2007 saw Great Britain host the European Indoor Championships, in Birmingham. Klüft led after the hurdles, but Sotherton and compatriot Jessica Ennis trailed closely behind. The high jump saw Ennis take the lead over Klüft and Sotherton, with a jump of 1.91, but Sotherton set a personal best for indoors of 1.88. Seven points separated Klüft and Sotherton. In the shot put, Sotherton took a two-point lead ahead of defending champion Klüft. The long jump saw Klüft take a 24-point lead over the Briton. In the 800 m, a strong event for Sotherton, she needed to take 1.6 seconds from Klüft to see her beaten for the first time since 2002. Sotherton set a personal best 2:12.54, but Klüft also underscored her previous mark to win by 17 points. This was her smallest winning margin ever. Sotherton took silver, and Karin Ruckstuhl the bronze. In one of the best pentathlons of all time, many athletes set national records and Klüft and Sotherton rose to second and fourth on the all-time lists respectively. Sotherton also set a Commonwealth record by 200 points.

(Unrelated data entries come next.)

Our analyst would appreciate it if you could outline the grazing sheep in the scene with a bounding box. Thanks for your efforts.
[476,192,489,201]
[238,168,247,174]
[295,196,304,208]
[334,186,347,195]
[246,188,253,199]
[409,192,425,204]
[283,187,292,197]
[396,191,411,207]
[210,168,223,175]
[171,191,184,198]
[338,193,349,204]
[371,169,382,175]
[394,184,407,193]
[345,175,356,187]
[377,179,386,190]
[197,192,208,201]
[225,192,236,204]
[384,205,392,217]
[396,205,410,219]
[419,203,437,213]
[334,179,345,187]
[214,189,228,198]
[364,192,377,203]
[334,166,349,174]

In 2007, the World Championships were held in the Japanese city of Osaka. Sotherton started the first day with a personal best of 13.21 seconds in the 100 metres hurdles. She then came within a centimetre of her personal best in the high jump with a 1.86 m performance. A season's best of 14.14 m followed in the shot put and Sotherton ended the day with a second personal best in the 200 m, with 23.40. On the second day, Sotherton hit 6.68 m in the long jump, to stay in medal contention, but again the javelin saw a weak performance, with Sotherton throwing just 31.90, finishing last. However, Sotherton put in a strong performance in the 800 m, running 2:11.58 to just beat teammate Jessica Ennis to the bronze medal, with 6,510 points.
| Event | Result | Position | Points | Overall Position | Extra |
| 100 metres hurdles | 13.21 secs (PB) | 3rd (PB) | 1093 | 3rd | |
| High jump | 1.86 m | 4th | 1054 | 4th | |
| Shot put | 14.14 m (SB) | 9th | 803 | 3rd | |
| 200 metres | 23.40 secs (PB) | 3rd | 1039 | 3rd | |
| Long jump | 6.68 m (PB) | 3rd | 1066 | 3rd | |
| Javelin | 31.90 m (SB) | 32nd | 513 | 4th | |
| 800 metres | 2:11.58 | 3rd | 942 | 3rd | |
| Heptathlon | | | 6510 | 3rd | Klüft set a European Record of 7,032 to win. |

===2008–09===
In February 2008, Sotherton competed in a three-event triathlon, at the Indoor Grand Prix, in Birmingham, against a field including Carolina Klüft. Sotherton started with a below-par performance in the long jump, allowing Klüft to take the lead. Sotherton then won the 60 m hurdles in a personal best of 8.17 seconds. Despite running a personal best (and the fastest time by a Briton that season) of 52.47 seconds in the 400 m, Sotherton took second behind Klüft, who won by 18 points.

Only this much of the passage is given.